调试取决于所选调度程序的奇怪错误
我正在开发的软件中遇到了奇怪的行为。它是一个实时机器控制器,用 C++ 编写,在 Linux 上运行,并且广泛使用多线程。
当我运行程序而不要求它是实时的时,一切都按照我的预期进行。但是,当我要求它切换到实时模式时,存在一个明显可重现的错误,导致应用程序崩溃。我猜这一定是某种死锁,因为它是一个互斥锁,会遇到超时并最终触发断言。
我的问题是,如何追捕这个人。查看生成的核心的回溯并不是很有帮助,因为问题的原因在于过去的某个地方。
以下代码在“正常”和“实时”行为之间进行切换:
在 main.cpp 中(简化,通过断言检查返回码):
if(startAsRealtime){
struct sched_param sp;
memset(&sp, 0, sizeof(sched_param));
sp.sched_priority = 99;
sched_setscheduler(getpid(), SCHED_RR, &sp);}
在每个线程中(简化,通过断言检查返回码):
if(startAsRealtime){
sched_param param;
pthread_attr_setinheritsched(&attr, PTHREAD_EXPLICIT_SCHED);
pthread_attr_getschedparam(&attr, ¶m);
param.sched_priority = priority;
pthread_attr_setschedpolicy(&attr, SCHED_RR);
pthread_attr_setschedparam(&attr, ¶m);}
提前致谢
I am experiencing a strange behavior in a software I am working on.

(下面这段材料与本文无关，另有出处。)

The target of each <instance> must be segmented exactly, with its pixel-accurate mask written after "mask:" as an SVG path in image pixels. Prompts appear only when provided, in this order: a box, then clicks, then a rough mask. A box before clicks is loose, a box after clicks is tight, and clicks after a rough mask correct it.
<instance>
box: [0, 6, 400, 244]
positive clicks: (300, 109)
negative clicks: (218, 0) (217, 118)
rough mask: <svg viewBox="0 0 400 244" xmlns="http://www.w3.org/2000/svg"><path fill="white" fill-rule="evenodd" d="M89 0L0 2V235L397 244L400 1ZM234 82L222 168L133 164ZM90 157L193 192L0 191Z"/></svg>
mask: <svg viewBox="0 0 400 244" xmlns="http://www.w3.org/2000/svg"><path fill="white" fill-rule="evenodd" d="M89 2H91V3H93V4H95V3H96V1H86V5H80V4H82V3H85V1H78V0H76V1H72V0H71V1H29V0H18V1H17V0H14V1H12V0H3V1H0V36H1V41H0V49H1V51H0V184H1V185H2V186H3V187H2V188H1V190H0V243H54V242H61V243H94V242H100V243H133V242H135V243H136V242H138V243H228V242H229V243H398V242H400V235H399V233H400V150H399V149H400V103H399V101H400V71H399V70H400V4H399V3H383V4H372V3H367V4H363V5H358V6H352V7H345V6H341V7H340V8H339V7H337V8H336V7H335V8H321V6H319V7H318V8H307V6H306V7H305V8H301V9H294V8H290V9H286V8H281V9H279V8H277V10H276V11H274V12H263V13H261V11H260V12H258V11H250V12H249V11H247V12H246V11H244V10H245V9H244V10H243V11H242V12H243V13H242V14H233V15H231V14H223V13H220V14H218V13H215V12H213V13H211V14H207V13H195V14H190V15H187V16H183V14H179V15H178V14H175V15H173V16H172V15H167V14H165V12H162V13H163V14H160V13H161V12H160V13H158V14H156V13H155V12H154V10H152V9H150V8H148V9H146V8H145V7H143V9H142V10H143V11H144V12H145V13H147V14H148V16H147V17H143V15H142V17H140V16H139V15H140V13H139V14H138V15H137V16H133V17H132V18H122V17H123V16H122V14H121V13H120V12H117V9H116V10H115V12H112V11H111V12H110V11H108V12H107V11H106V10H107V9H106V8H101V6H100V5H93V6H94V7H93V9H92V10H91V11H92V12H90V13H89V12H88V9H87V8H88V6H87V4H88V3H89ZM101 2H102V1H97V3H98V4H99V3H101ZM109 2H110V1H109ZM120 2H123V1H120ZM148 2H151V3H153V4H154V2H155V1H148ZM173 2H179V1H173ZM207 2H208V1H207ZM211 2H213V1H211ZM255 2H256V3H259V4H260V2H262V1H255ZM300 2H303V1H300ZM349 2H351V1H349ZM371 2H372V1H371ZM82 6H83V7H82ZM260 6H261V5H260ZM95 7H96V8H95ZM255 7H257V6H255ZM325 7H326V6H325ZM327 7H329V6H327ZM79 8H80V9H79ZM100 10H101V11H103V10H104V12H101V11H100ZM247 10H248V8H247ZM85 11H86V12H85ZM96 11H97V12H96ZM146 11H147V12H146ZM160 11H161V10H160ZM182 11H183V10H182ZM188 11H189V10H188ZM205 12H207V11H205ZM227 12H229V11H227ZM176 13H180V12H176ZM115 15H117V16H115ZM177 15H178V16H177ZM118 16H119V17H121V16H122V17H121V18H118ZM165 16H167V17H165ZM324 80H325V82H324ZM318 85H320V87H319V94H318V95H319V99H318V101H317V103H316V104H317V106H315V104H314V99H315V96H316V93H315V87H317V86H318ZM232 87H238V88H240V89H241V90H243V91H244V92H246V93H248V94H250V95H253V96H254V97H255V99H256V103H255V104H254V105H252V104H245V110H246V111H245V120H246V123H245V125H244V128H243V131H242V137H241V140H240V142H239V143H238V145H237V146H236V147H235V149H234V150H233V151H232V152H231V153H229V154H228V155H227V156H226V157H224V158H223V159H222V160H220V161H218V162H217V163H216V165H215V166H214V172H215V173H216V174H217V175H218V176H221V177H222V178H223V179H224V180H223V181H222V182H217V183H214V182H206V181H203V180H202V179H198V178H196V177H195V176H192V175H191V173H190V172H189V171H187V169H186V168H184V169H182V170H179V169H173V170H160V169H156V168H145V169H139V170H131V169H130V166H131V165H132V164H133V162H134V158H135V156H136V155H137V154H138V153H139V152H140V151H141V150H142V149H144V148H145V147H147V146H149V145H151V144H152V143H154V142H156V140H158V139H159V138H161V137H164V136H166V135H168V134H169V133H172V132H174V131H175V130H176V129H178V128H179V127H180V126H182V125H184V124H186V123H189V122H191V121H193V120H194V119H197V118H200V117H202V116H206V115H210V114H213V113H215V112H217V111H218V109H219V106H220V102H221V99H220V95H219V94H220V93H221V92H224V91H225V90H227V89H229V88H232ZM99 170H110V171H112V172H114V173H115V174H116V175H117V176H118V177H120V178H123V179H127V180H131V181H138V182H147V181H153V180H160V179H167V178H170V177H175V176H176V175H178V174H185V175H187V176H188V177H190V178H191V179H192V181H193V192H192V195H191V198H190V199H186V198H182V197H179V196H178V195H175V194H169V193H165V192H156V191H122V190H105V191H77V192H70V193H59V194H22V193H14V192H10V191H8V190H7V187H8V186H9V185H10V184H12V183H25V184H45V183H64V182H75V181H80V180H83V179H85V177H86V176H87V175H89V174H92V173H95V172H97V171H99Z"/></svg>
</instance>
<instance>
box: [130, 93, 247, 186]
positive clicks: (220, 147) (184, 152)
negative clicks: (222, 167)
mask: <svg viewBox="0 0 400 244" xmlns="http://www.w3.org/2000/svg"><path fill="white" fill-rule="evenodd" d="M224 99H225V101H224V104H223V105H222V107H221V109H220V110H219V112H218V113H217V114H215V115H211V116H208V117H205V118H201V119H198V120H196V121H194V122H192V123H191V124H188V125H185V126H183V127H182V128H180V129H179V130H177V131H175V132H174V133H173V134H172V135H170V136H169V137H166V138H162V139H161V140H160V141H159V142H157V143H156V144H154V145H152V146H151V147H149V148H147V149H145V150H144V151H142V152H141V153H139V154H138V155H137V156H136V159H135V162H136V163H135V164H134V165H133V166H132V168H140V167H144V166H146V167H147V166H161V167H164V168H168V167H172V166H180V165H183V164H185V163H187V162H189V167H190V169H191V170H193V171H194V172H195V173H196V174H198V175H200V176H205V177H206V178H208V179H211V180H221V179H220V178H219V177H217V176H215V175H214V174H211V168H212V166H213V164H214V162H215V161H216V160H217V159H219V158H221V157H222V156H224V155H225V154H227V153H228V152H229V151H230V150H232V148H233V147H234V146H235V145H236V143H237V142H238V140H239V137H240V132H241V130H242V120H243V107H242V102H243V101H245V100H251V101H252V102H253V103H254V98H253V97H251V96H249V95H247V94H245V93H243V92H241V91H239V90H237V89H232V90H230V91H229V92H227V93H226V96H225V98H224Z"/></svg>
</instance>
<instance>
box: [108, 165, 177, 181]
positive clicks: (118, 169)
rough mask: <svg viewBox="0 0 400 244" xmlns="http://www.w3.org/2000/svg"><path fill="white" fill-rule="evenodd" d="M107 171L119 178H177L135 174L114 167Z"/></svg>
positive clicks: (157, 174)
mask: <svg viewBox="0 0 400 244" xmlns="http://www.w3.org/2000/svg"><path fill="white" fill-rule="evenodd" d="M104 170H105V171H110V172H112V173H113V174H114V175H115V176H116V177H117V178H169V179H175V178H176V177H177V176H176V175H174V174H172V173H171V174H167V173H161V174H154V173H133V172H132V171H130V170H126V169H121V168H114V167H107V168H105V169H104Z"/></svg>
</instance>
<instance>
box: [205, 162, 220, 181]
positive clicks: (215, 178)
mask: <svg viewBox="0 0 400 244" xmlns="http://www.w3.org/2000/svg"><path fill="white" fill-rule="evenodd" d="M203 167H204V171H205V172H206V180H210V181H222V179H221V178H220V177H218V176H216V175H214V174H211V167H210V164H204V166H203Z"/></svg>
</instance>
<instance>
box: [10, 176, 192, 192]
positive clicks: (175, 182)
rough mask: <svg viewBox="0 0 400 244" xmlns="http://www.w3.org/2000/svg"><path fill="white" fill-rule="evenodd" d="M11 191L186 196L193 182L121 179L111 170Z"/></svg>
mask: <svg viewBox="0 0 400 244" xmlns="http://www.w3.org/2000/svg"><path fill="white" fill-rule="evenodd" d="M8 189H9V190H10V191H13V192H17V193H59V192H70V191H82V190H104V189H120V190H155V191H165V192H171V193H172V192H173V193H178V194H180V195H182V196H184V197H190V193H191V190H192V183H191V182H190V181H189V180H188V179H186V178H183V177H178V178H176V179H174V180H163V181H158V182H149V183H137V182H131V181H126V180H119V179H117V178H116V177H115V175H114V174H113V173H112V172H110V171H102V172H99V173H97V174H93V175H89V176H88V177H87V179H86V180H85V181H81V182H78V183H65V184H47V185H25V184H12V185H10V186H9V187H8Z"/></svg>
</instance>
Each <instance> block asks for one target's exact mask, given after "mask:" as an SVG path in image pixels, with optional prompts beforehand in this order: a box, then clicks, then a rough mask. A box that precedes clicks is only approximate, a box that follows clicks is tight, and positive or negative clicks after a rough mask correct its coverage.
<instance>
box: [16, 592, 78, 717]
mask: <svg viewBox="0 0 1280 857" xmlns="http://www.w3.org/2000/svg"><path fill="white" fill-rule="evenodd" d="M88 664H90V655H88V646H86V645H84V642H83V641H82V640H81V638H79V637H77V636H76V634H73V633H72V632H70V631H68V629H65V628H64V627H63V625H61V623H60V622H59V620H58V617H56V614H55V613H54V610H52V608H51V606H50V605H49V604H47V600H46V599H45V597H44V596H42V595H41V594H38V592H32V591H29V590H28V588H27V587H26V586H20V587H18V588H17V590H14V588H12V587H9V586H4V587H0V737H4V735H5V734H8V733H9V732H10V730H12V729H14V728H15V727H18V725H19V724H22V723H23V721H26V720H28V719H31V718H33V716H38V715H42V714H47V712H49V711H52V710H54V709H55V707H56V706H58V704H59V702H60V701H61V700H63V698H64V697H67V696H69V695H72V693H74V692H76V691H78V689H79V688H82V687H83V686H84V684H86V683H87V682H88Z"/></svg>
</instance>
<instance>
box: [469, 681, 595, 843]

It is a realtime-machine-controller, written in C++, running on Linux and it is making extensive use of multithreading.
When I run the program without asking it to be realtime, everything works like I expect it to. But when I ask it to switch to its realtime mode, there is a clearly reproducible bug that lets the application crash. It must be some deadlock-thing I guess, because it is a mutex that runs into a timeout and ultimately triggers a assertion.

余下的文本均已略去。